Ludovico Van 250

Ludovico Van 250

16 Dicembre 2020 0 Di Gli Epicurei

Sono una di quelle persone che a Ludwig van Beethoven associano immancabilmente Arancia meccanica. Non so in quanti siamo ma so che esistiamo. E non solo, per me la Gloriosa Nona è più familiare nella versione di Wendy Carlos che nell’originale, con tutto che nell’originale l’avrò ascoltata fantastilioni di volte, soprattutto nel suo secondo movimento, per me pura esaltazione vitalistica.

Perché poco da dire, la Gloriosa Nona del Ludovico Van è una roba che va oltre la musica, è la colonna sonora di un pensiero entusiasta e affermativo, costruttivo, trascinante, pieno di energia.
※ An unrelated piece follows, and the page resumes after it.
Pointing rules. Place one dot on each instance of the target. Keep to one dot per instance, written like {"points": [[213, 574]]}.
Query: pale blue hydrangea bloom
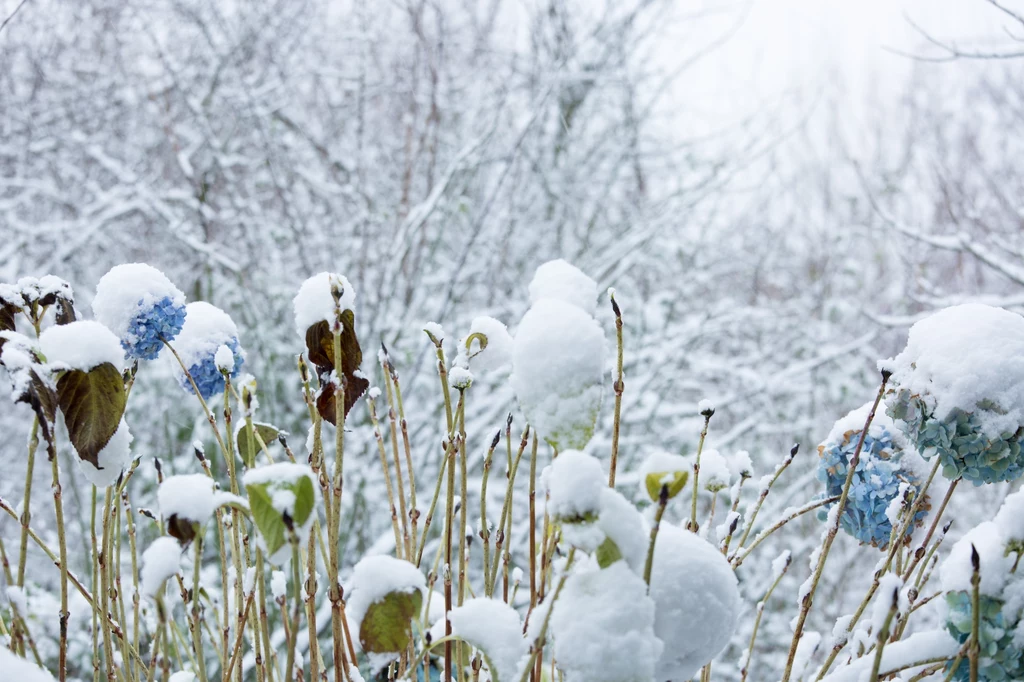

Che poi del nostro festeggiato ho ascoltato anche la Sesta, che è tanta roba, ma non ha l’impatto della Nona, probabilmente per miei fortissimi limiti di associazioni culturali (poi, ormai, sono decenni che sono perdutamente innamorata del cappotto che Alex indossa in questa scena, e anche questo ha il suo ruolo).

Se penso alla musica classica, quella poca che conosco e che mi parla più al cuore che ai nervi, i nomi che mi vengono in mente Vivaldi, Paganini, Bach, Satie, Liszt, ma il Ludovico Van è un’altra cosa, che non ho mai approfondito, ma che se mi sento giù e mi voglio tirar su di morale so che cosa mettere (non capisco cosa diavolo c’entri l’immagine con la musica, ma questo passa YouTube). E allora GRAZIE, Ludovico Van.